Profissionalismo x orgulho ferido

Depois da partida, o que se viu por parte das atletas norte-americanas foi profissionalismo. Em entrevista ao site da Federação Norte-americana de Basquete, o técnico e as jogadoras deram entrevistas nas quais analisavam seu desempenho em quadra. “Temos um time que não é nada egoísta”, disse o técnico Mark Campbell. “No segundo tempo tivemos 14 assistências para 17 cestas, e perdemos a posse de bola em apenas cinco ocasiões”, disse, como se comentasse um jogo da WNBA.

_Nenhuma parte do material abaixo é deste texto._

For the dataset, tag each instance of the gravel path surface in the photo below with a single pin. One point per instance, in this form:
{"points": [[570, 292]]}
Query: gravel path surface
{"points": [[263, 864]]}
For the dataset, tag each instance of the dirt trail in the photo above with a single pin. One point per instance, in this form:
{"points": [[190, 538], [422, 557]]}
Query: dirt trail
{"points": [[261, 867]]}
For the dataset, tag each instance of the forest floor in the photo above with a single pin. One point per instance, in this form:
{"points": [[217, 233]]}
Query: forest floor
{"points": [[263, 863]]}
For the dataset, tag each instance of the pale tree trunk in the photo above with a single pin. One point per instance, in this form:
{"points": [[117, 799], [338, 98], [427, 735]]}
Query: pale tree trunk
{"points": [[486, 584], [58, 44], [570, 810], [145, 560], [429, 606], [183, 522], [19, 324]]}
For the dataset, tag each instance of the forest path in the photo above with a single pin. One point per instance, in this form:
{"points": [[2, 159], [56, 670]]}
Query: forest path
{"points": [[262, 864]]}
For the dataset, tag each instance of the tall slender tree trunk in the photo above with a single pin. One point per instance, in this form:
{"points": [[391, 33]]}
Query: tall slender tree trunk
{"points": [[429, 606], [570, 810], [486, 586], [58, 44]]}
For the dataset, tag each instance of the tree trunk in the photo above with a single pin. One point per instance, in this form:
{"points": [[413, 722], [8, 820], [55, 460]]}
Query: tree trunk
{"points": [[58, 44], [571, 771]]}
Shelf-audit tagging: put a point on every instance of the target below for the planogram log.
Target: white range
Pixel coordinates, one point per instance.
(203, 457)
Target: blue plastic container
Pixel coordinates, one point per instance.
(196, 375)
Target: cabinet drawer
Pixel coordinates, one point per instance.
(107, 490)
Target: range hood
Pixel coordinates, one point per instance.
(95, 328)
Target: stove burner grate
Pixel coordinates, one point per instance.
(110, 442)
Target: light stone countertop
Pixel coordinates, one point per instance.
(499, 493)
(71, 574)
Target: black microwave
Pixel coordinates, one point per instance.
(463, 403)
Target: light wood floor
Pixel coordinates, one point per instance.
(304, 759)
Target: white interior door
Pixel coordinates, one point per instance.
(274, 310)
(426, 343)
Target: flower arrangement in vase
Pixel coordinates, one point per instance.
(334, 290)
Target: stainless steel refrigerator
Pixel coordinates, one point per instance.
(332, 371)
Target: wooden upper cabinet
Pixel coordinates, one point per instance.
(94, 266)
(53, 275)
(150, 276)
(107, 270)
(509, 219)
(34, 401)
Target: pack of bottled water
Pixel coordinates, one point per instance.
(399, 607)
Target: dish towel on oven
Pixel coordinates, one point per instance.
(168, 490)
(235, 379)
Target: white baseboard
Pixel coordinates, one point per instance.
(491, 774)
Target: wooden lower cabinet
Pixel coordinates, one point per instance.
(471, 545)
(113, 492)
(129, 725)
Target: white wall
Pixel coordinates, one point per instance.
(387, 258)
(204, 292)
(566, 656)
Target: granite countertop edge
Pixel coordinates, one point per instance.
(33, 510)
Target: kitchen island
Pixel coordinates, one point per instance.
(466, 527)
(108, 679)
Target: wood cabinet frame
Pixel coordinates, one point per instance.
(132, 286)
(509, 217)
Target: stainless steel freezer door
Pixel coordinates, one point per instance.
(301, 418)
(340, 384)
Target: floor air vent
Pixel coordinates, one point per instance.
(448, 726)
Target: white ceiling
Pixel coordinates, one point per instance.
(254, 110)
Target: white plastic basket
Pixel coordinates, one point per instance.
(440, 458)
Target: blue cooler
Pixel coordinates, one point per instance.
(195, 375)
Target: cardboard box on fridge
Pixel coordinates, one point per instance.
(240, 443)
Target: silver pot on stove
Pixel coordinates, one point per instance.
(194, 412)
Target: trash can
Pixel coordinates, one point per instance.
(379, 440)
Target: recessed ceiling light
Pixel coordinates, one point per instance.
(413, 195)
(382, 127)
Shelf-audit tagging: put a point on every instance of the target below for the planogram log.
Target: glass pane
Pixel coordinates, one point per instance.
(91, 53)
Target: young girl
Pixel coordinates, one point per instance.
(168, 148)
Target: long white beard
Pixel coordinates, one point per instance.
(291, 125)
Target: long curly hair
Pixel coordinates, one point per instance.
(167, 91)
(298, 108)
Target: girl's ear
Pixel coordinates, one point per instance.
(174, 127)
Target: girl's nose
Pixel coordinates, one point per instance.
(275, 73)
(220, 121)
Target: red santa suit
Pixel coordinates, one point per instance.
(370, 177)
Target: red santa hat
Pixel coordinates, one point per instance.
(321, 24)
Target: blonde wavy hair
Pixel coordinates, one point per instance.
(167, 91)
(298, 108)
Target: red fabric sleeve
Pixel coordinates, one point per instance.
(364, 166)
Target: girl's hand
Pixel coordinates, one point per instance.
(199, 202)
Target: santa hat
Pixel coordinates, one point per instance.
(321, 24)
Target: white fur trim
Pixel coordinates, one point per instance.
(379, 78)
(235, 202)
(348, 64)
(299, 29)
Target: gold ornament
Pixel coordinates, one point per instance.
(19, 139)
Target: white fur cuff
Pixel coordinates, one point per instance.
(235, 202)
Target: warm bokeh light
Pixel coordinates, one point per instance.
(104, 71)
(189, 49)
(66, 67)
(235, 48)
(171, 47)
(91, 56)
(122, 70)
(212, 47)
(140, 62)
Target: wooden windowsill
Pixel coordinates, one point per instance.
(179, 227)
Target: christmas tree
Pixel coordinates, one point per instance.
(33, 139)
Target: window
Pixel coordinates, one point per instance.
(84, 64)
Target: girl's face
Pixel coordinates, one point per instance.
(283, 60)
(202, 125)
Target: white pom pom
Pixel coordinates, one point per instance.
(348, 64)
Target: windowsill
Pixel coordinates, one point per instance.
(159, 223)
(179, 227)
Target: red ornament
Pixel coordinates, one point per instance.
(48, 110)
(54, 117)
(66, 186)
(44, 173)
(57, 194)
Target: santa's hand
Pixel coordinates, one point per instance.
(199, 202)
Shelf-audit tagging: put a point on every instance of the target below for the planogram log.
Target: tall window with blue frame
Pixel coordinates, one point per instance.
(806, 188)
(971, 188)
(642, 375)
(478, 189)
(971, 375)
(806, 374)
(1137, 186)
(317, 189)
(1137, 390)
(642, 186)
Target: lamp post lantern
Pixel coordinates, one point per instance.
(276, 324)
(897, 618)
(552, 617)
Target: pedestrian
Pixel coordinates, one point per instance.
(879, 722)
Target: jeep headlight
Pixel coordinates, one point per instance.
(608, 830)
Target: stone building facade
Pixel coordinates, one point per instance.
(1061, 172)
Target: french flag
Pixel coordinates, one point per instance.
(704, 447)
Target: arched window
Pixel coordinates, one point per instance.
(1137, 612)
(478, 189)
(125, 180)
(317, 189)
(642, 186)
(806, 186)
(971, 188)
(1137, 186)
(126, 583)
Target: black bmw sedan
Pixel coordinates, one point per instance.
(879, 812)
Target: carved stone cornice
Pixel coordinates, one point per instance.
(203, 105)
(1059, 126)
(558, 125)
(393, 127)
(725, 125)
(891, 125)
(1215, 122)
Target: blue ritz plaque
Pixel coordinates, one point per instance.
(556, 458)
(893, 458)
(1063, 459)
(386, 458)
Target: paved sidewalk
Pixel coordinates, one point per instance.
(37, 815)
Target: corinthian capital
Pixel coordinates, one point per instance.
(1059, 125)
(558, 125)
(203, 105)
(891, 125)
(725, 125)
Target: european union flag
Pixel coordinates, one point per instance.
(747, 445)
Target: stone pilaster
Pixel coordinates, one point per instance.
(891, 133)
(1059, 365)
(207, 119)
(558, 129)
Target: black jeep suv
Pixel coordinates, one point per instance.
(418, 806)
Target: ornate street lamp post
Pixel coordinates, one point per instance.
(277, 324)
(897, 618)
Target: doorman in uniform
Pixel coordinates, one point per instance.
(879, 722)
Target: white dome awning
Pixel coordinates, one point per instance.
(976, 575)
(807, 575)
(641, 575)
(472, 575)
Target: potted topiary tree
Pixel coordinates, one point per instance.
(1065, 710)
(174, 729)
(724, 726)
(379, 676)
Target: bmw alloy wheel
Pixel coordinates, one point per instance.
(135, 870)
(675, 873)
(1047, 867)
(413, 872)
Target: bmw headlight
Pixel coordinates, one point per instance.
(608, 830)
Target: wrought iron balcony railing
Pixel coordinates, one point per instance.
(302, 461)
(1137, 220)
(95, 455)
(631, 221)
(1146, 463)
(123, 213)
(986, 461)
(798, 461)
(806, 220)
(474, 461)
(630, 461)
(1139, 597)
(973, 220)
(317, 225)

Londynn Jones, a cestinha do jogo, com 21 pontos, exaltou o trabalho em equipe. “Não fosse pelas minhas companheiras, eu não teria tantas oportunidades de marcar, então agradeço a elas por me passarem a bola. É tudo trabalho em equipe e eu me diverti nesta noite”, disse.

Nenhuma das jogadoras norte-americanas mencionou a diferença gritante em relação às salvadorenhas, cuja jogadora mais alta, Silvia Veja, tem 1,84m. O placar dilatado foi motivo de um debate muito tímido na imprensa americana, que se perguntava o que seria mais desrespeitoso, mais humilhante para um adversário visivelmente inferior: vencer por cem pontos de diferença ou errar arremessos de propósito?

As salvadorenhas, por outro lado, não deram declarações sobre a derrota acachapante. Coube ao presidente da Federação Salvadorenha de Basquete, Yamil Bukele, se manifestar por meio do Twitter, dizendo que se tratava de uma verdadeira batalha entre Davi e Golias e que o placar elástico podia ser explicado pelas diferenças físicas, sociais, econômicas e esportivas entre os dois países.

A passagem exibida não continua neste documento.